AUSTRALIAN telecommunications company Telstra Corp. Limited and Philippine conglomerate San Miguel Corp. (SMC) have ended negotiations for a joint venture, Telstra announced yesterday.
In a statement issued to the Australian Securities Exchange yesterday morning, Telstra said the two firms were unable to reach an agreement on the commercial arrangements for a joint venture.
“While this opportunity is strategically attractive, and we have great respect for San Miguel Corporation and its President Mr. (Ramon) Ang, it was obviously crucial that the commercial arrangements achieved the right risk-reward balance for all involved,” said Telstra’s chief executive officer Andrew Penn.
The Australian telecom giant’s share price has tumbled since talks were first confirmed in August 2015. Penn expressed interest to spend $1 billion for the joint venture.
Telstra said it has offered to continue technical network design and construction consultancy support to SMC, should those services be required.
Penn said both organizations agreed to end the negotiations over the weekend. The company said it will continue to pursue growth opportunities in Asia.
“Our investment decisions will be guided by our capital management framework. Investments remain an important part of our future to ensure sustainable growth in earnings and shareholder returns over time,” he added.
Following the collapse of the talks, a local IT BPM authority expressed hopes for another player.
“A third major player in the telecom industry would have made competition much healthier. Let’s hope that another major player will come in soon,” said Wilfredo “Jun” Sa-a Jr., managing director of the Cebu Educational Development Foundation for Information Technology (Cedfit).
Telstra would have been the third player to challenge the country’s telecom giants, PLDT and Globe Telecom.
Both companies have been calling on the National Telecommunications Commission to reallocate part of the 700Mhz frequency controlled by SMC.
United States Ambassador David H. Thorne, senior advisor to the US Secretary of State recently stressed the importance of digital connectivity if it wants to spur the growth of entrepreneurship in the country.
Quality of Internet
Cebu’s business leaders also emphasized the importance of having new players in the telecom industry.
Christian Paro-an, Cebu Business Month 2016 chair and owner of RC Goldline, earlier assured that poor and expensive Internet connectivity in the country will be tackled in the series of fora this June.
In a CBM press conference last month, Cebu Chamber of Commerce immediate past president Ma.

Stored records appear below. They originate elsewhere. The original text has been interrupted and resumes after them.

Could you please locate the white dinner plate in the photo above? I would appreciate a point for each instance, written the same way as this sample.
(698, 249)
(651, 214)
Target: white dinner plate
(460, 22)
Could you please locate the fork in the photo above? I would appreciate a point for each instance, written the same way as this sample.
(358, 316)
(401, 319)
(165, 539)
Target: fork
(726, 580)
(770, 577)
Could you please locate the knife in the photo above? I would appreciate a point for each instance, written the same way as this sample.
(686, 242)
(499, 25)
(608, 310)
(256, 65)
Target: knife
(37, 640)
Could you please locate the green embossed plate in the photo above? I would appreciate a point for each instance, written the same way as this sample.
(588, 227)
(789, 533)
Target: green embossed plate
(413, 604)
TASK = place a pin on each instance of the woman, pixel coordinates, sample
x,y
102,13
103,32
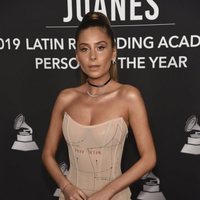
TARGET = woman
x,y
94,118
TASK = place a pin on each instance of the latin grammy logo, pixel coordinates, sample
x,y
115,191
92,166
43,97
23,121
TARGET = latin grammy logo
x,y
24,140
63,168
193,145
151,188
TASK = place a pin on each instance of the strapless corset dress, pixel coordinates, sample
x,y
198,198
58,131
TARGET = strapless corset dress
x,y
95,153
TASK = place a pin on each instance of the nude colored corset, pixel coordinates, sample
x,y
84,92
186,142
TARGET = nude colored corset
x,y
95,152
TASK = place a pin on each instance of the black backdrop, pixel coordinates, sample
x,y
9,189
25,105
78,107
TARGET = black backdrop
x,y
31,79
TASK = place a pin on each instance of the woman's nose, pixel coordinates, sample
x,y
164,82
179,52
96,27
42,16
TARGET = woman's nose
x,y
92,54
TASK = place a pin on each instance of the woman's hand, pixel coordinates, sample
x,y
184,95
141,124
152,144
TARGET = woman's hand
x,y
71,192
103,194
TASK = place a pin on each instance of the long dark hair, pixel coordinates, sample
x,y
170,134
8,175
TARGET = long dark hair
x,y
97,19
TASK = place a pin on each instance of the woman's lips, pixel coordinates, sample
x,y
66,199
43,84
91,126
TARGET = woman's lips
x,y
94,67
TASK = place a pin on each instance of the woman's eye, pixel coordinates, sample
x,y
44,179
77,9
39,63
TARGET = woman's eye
x,y
101,48
83,49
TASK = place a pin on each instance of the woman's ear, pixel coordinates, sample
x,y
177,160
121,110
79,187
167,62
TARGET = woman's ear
x,y
77,60
114,54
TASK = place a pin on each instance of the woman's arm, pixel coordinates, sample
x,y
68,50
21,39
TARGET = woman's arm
x,y
51,144
52,140
139,123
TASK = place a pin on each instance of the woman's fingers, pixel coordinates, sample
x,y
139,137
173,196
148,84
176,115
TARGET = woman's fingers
x,y
83,196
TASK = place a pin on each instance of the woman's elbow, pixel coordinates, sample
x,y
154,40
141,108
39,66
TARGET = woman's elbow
x,y
151,160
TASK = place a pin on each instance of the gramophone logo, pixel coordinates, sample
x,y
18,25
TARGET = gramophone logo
x,y
24,140
193,145
151,188
63,168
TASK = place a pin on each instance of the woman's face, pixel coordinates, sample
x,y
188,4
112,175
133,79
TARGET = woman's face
x,y
95,52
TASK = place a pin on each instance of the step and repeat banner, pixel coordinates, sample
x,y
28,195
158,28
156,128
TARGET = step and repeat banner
x,y
158,52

Teresa Chan, acknowledged that poor connectivity hampers the ability of digital tools to uplift the conditions of small and medium enterprises (SMEs).
Instead of having only two popular telcos, Paro-an believes there are already other players that have long been present, but their reach is not as not as wide as the leading companies.
Paro-an said these networks require expansions so their services could reach a wider consumer base.
“The business sector will contine to push for this one...for better Internet service in the country because this is a matter of need” said Allan G. Suarez Jr., CBM 2016 vice chair, who is also the incumbent chair of the Philippine Exporters Confederation Inc. (Philexport) Cebu. Suarez said that the country’s Internet connectivity is one of the world’s most expensive yet also one of the slowest.
Paro-an said the CBM committee has invited telecom companies in the series of CBM events. While he doesn’t know who these companies will be sending, he noted that telco representatives will surely have to explain the present Internet infrastructure, because it is expected that the Cebuano audience will raise this long-time concern.
In 2015, PLDT registered a net income drop of 35 percent to P22.1 billion, while Globe Telecom registered an increase by 23 percent to P16.5 billion.